Die im Hochmittelalter entstandenen handwerklichen Zünfte bildeten in Frankreich und Deutschland ein soziales, ökonomisches und religiöses Netzwerk mit großem Einfluss. Oftmals machten sie ihren Einfluss geltend durch das Vorschreiben von Produktionsmethoden und Techniken. Es gab einen Ehrenkodex und die Garantie des standesgemäßen, also der Zunft entsprechenden Lebensstandards. Im Zuge der gewaltigen, aus der Aufklärung entstandenen, gesellschaftlichen Umbrüche überlebte dieses Modell, im Gegensatz zu Deutschland, in Frankreich nicht und wurde schon 1791 abgeschafft. Paradoxerweise wurde damit ein traditionell lebendiger Ausbildungsweg für die Allgemeinheit beendet (vgl. CEDEFOP. 1994, S. 26).
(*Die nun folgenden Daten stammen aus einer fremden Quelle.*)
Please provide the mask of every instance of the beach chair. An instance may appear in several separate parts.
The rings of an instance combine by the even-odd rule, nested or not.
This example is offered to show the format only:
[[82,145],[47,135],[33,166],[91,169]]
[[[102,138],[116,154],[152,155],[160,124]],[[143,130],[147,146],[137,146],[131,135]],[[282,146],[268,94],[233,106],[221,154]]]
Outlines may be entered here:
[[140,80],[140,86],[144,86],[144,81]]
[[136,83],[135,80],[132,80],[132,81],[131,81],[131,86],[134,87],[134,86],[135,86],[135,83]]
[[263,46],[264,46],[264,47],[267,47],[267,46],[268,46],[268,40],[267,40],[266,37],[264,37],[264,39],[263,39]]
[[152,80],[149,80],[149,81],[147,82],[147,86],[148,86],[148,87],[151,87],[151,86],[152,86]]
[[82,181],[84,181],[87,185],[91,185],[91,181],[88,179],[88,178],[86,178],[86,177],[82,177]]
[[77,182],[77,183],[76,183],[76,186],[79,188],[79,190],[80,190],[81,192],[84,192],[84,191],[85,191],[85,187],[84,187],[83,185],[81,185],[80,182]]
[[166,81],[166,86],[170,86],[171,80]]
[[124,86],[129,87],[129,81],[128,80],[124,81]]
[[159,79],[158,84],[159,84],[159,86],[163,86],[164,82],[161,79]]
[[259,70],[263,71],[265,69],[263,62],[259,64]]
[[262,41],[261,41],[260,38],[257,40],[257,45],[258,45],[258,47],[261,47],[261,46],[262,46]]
Durch die Aufklärung freigesetzte emanzipatorische Kräfte, der Ruf nach Gewerbefreiheit, nach Bildung für alle und der Abbau von Machtstrukturen überlebten die französischen Handwerkszünfte nicht. In Deutschland hingegen überlebten die Handwerkszünfte den Aufklärungsgeist fast unverändert bis zu Beginn des 20. Jahrhunderts.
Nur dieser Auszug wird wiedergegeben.